Michel Siqueira Batista e Caio Persici: No entendimento da Receita Federal, a equiparação à permuta prevista na legislação deve ser aplicada para casos que envolvam apenas terrenos. Como o caso do contribuinte girava em torno de transação envolvendo imóvel residencial, a previsão legal não poderia ser aplicada, de modo que deveria ser tratada como uma operação de compra e venda.

Adicionalmente, o fisco manifestou o entendimento de que é possível a exclusão de tributação do ganho de capital na hipótese de operações de permuta realizadas por contrato particular, desde que a escritura pública lavrada seja de permuta. Como a operação foi formalizada de outra forma (escritura pública de compra e venda, celebrada em conjunto com escritura pública de novação, confissão de dívida e promessa de dação em pagamento de unidades autônomas), não haveria que se falar em operação de permuta. Assim, a Receita Federal entendeu que seria devido o Imposto de Renda sobre ganho de capital conforme as regras gerais aplicáveis a operações de compra e venda de imóveis residenciais.

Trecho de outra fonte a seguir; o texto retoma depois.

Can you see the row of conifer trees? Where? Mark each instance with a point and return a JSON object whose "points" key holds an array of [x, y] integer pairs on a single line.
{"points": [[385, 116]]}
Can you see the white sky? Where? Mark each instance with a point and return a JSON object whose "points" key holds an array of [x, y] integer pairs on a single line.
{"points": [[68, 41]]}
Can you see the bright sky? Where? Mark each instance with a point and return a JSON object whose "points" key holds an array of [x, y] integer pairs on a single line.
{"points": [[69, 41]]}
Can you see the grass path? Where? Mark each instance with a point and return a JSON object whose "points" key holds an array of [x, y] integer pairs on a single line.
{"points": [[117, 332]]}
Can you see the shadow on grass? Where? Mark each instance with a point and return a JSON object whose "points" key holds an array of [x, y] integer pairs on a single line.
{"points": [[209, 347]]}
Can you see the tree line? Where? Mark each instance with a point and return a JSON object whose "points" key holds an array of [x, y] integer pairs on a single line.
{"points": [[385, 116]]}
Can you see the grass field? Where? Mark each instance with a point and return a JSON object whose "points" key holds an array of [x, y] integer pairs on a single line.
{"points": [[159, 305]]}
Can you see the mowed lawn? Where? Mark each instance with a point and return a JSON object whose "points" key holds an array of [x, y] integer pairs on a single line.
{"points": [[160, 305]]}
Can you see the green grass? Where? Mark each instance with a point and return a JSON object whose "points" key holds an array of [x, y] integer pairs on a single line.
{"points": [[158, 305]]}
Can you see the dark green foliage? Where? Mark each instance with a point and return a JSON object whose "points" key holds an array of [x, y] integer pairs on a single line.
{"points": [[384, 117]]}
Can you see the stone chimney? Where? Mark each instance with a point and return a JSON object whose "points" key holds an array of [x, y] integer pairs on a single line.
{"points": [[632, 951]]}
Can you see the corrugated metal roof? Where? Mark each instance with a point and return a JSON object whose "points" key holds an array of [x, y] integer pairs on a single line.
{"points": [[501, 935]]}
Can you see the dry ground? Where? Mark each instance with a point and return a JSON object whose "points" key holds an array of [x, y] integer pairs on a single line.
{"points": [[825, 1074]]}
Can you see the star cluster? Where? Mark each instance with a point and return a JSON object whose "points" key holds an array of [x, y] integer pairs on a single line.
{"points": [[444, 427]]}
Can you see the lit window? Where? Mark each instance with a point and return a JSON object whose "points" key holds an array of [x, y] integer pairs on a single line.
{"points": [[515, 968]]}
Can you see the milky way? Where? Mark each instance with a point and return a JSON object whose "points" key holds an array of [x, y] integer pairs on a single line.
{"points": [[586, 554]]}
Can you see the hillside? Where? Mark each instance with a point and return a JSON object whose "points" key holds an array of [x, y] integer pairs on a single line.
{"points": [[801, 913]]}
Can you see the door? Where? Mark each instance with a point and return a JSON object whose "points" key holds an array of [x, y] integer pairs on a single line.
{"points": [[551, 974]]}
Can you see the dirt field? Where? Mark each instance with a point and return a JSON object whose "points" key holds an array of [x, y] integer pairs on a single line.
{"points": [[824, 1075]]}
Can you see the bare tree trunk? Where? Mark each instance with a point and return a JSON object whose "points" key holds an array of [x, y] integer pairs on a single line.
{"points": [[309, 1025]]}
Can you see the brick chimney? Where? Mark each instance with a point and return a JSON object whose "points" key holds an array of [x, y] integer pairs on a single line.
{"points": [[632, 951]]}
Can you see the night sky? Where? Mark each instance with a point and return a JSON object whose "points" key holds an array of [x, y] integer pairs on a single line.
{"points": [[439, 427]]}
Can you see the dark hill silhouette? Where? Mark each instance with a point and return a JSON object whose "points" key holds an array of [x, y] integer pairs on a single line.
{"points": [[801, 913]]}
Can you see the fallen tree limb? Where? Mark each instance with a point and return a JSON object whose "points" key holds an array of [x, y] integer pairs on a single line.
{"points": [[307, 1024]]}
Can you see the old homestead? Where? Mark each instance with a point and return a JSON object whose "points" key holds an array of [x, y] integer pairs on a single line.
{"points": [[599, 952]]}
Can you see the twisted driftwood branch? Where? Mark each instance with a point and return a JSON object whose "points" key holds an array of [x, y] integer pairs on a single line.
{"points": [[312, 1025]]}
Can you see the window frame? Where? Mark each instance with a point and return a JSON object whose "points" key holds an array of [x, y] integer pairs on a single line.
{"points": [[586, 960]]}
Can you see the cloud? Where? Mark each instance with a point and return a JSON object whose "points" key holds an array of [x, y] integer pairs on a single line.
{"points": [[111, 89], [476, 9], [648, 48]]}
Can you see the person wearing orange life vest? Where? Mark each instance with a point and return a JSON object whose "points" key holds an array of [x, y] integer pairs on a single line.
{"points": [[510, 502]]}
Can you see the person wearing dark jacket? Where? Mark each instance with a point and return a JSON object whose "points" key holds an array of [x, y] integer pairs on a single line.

– O entendimento presente na Solução de Consulta Cosit nº 128/24 se estende a todas as outras operações de permuta de imóveis ou há diferentes tratamentos tributários?

Lígia Merlo e Anna Flávia Moreira: A legislação determina que, para que seja conferido tratamento tributário de permuta, é necessário que a escritura, caso exista, seja de permuta, e que a operação envolva necessariamente unidades imobiliárias. Portanto, o entendimento firmado pela Receita Federal refere-se exclusivamente às operações quitadas de compra e venda de terreno, acompanhadas de confissão de dívida e de escritura pública de dação em pagamento de unidades imobiliárias construídas ou a construir, conforme prevê o artigo 132, §1º do RIR/2018. Isso porque, nesse caso específico, embora não haja a lavratura de escritura de permuta, a própria legislação tributária confere tal equiparação.

Nos demais casos de permuta, aplica-se a regra prevista no artigo 132, II do RIR/2018, na qual apenas a parcela recebida a título de torna será tributada pelo IRPF como ganho de capital.

Michel Siqueira Batista e Caio Persici: A Solução de Consulta se limita aos casos envolvendo ganho de capital auferido por pessoas físicas em operações de troca de bem imóvel (terreno com edificação) por unidades a construir, ainda que formalizada por meio de escritura pública de compra e venda, celebrada em conjunto com escritura pública de novação, confissão de dívida e promessa de dação em pagamento de unidades autônomas. É uma sinalização importante para os contribuintes que pretendem realizar operações de permuta por unidades imobiliárias com terrenos que já tenham edificações.

De qualquer forma, as operações que envolvam terrenos sem edificações e operações de permutas sem previsão de recebimento de torna lavradas através de escritura pública permanecem excluídas do ganho de capital.


– Em sua visão, o entendimento presente na Solução de Consulta Cosit nº 128/24 é bem fundamentado?

Lígia Merlo e Anna Flávia Moreira: Pela leitura da Solução de Consulta Cosit nº 128/2024, parece-nos que a Receita Federal deixou de considerar que o interesse da incorporadora se restringia ao terreno, e não visava ao imóvel residencial que foi objeto da negociação.

De qualquer forma, apesar de a Receita Federal ter adotado uma interpretação restritiva do §1º do artigo 132 do RIR/2018, o entendimento de afastar a equiparação do caso analisado com uma operação de permuta de unidades imobiliárias foi bem fundamentado – especialmente considerando que as autoridades fiscais estão vinculadas ao artigo 111, II do CTN, que veda a interpretação extensiva de normas que implicam em dispensa de tributação.

Michel Siqueira Batista e Caio Persici: É um posicionamento baseado em uma interpretação restritiva da norma (inciso II do artigo 111 do CTN), sobretudo considerando que em operações deste tipo o interesse das incorporadoras, geralmente, é no terreno, e não na edificação. Tendo em vista que esse arranjo contratual é comum nesse tipo de operação, convém avaliar medidas judiciais para afastar o entendimento da Receita Federal.